Le juge : ultime recours du citoyen ?
Si, en l’occurrence, le juge souligna que ce procès n’avait évidemment rien de politique et se limitait au simple jugement d’un vol, les avocats de la défense soulignèrent, quant à eux, tous les enjeux du verdict. Rappelons ici que ce sont bien les ministres européens des transports, eux-mêmes, qui ont lancé, dès 1991, un appel pour interdire la publicité de véhicules inutilement lourds et puissants, et pour adopter une fiscalité cohérente avec les objectifs visés. Et voici où mène, trente-deux ans plus tard, les atermoiements d’un monde politique, incapable de faire le départ entre libéralisme économique et écologie (5).
Nature & Progrès mène le même type de combats, en matière de pesticides et d’OGM (Organismes Génétiquement Modifiés), et est progressivement amené aux mêmes extrémités. En témoigne notre action concernant les néonicotinoïdes (6) : le millefeuille institutionnel qui nous gouverne paraît aujourd’hui dans l’impossibilité de tirer les conséquences utiles de principes devenus incontestables – que ce soit en matière de mobilité ou de produits agricoles dont la toxicité est avérée -, abandonnant ainsi le terrain aux lobbies de toutes espèces et à la démagogie des populistes.
Appel au citoyen qui manifeste : sache tout de même que, depuis le jugement du 14 décembre 2023, ta liberté d’expression vaut infiniment plus que leur pollution publicitaire !
REFERENCES :
(1) Voir : www.proces-pour-une-mobilite-populaire-et-durable.be/
(2) L’acronyme SUV désigne, en anglais, le « Sport Utility Vehicle« , un type de véhicules qui ne sont, en réalité, ni sportifs, ni utilitaires mais juste plus gros, plus lourds, plus puissants et plus rapides. Et qui consomment, par conséquent, nettement plus qu’un véhicule ordinaire, accroissant aussi le risque d’insécurité pour les usagers plus faibles.

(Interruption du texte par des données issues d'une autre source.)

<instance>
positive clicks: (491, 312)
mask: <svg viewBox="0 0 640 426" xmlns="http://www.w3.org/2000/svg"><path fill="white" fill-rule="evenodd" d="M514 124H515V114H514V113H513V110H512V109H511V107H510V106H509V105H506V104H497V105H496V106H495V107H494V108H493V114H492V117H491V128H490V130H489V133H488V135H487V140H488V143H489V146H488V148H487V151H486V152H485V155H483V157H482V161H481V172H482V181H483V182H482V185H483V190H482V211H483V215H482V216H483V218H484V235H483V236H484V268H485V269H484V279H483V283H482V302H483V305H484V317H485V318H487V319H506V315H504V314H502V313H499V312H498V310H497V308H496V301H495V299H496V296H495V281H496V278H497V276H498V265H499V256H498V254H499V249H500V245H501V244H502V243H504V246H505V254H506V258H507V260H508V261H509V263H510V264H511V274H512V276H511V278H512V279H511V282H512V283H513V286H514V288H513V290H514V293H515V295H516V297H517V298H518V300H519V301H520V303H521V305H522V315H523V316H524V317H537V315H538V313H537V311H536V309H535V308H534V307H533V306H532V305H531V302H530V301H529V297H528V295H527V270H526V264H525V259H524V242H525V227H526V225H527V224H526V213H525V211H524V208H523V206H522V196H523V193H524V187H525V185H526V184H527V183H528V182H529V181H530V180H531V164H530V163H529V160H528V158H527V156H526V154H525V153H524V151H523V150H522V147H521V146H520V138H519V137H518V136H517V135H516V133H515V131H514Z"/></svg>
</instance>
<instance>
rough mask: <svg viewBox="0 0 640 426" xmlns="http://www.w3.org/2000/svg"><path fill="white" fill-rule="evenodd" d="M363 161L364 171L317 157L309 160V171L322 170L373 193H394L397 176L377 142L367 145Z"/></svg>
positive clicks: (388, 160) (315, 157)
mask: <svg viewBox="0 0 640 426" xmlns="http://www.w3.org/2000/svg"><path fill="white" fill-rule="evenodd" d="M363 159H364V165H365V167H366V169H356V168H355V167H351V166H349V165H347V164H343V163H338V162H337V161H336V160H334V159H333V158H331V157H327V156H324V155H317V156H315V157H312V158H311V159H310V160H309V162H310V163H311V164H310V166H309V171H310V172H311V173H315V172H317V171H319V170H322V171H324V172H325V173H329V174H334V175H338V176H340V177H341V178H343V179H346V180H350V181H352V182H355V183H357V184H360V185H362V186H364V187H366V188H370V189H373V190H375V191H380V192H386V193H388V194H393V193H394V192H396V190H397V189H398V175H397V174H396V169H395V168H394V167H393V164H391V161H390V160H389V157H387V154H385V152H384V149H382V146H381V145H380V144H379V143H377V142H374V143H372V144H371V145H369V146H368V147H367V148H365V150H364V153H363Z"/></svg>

(3) Les voitures de société « sans émissions » – 100 % électriques, à hydrogène avec pile à combustible -, sont déductibles à 100 % fiscalement si elles sont commandées avant le 31 décembre 2026.
(4) Lire : www.vias.be/fr/recherche/publications/briefing-suv-s-en-verkeersveiligheid/
(5) Lire l’analyse faite par le GRACQ : www.gracq.org/actualites-du-velo/verdict-du-proces-pour-une-mobilite-populaire-et-durable
(6) Voir notamment nos analyses n°13 et n°18, de l’année 2023.